Her accountant has only filed last years returns in the last week and so she will by liable for penalties. He has had her accounts (in as much as she has accounts) since February and it took about two dozen phone calls to get him to get them in this late.
The thing that really p**ses me off is that the joker is looking for €1850 plus vat for the job!
And I was here a few months ago singing his praises to Tommy!
Anyway the question is, is this price over the top and should he pay the penalties since it is his fault that the returns were late?


----------



## delaneyd159 (27 May 2004)

I don't know the legal ins and outs in a situation like that, but I'd pay him the €1,850   VAT - less whatever penalties you were hit with.  He gets paid (something) and you don't pay the charges.

My better half has got her accounting exams and is getting her practical experience - and she seems to think the 1,850   VAT would be the going rate.  Obviously I mean for a good satisfactory job!

Best of luck with it whatever you do.


----------



## Joe123 (28 May 2004)

Purple,

I am assuming you are talking about an income tax return.
If her accountant only has the information since February 2004 and the return was for 2002 then it should have been submitted last October, so in effect it is not the accountants fault that it is late.

If it is a 2003 return then it should not be late as it is only due for submission in October 2004.


----------



## Tommy (29 May 2004)

Hi Purple

If the delay in producing the accounts was due to a factor beyond your wife's or her accountant's control (eg unusual delays in getting information from third parties etc) then the Revenue may be sympathetic to a request to waive the late filing penalty.

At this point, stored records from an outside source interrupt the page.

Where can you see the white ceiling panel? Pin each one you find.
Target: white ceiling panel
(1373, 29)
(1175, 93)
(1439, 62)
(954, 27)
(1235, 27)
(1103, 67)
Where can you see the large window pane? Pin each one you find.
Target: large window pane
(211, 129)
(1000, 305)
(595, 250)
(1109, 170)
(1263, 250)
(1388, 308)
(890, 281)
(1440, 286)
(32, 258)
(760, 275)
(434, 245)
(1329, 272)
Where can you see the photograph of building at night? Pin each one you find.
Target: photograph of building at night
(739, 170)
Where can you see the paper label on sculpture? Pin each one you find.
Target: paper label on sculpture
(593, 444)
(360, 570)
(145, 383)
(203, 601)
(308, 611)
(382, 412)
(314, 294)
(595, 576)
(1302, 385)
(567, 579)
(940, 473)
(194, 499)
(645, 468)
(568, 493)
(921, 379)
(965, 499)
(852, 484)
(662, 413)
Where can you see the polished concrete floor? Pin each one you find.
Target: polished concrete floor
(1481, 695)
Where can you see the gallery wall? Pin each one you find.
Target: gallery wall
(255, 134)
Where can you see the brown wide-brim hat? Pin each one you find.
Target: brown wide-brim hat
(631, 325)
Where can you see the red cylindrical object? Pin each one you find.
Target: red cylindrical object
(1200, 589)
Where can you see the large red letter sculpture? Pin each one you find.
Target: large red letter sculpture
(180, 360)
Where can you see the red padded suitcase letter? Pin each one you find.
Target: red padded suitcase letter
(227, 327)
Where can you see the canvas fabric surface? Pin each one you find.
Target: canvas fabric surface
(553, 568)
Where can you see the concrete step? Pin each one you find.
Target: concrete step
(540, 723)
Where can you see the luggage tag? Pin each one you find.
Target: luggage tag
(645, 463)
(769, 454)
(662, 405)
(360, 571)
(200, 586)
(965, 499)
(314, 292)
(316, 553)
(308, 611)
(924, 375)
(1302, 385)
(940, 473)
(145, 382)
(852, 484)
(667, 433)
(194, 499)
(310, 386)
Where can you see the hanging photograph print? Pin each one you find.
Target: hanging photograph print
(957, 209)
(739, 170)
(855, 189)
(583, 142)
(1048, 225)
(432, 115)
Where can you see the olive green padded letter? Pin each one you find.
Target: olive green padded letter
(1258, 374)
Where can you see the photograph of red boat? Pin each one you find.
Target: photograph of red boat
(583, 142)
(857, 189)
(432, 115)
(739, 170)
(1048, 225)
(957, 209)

On another point, many accountancy firms do experience some delays in getting assignments completed at this time of year due to the effects of study leave in the pre-exam season.


----------



## purple (1 Jun 2004)

*Thanks*

Thanks for the responses.
The initial delays were due to factors beyond her control so yes we should be OK with the Revenue on that count.
Tommy- if firms find it hard to get jobs done this time of year do they offer a client discount due to the reduced service they are providing and if not why should it be relevant?
It is up to them to shell out for agency staff or reduce their work load when they know in advance that they will have capacity problems.
Anyway Tommy, can you recommend a good accountant?


----------



## Tommy (1 Jun 2004)

*Re: Thanks*

Hi Purple 

I just mentioned that point in an attempt to be helpful. Sorry if you didnt deem it "relevant". In a free market, it is up to each firm to devise their own service, pricing and marketing policies and to fulfill them as appropriate. You should direct your questions to your accountants. I cant answer for them.


----------



## purple (2 Jun 2004)

*Re.Re.Thanks*

Hi Tommy,
Sorry if that sounded a bit ratty, I wasn't having a go at you.
I appreciate your comments.


----------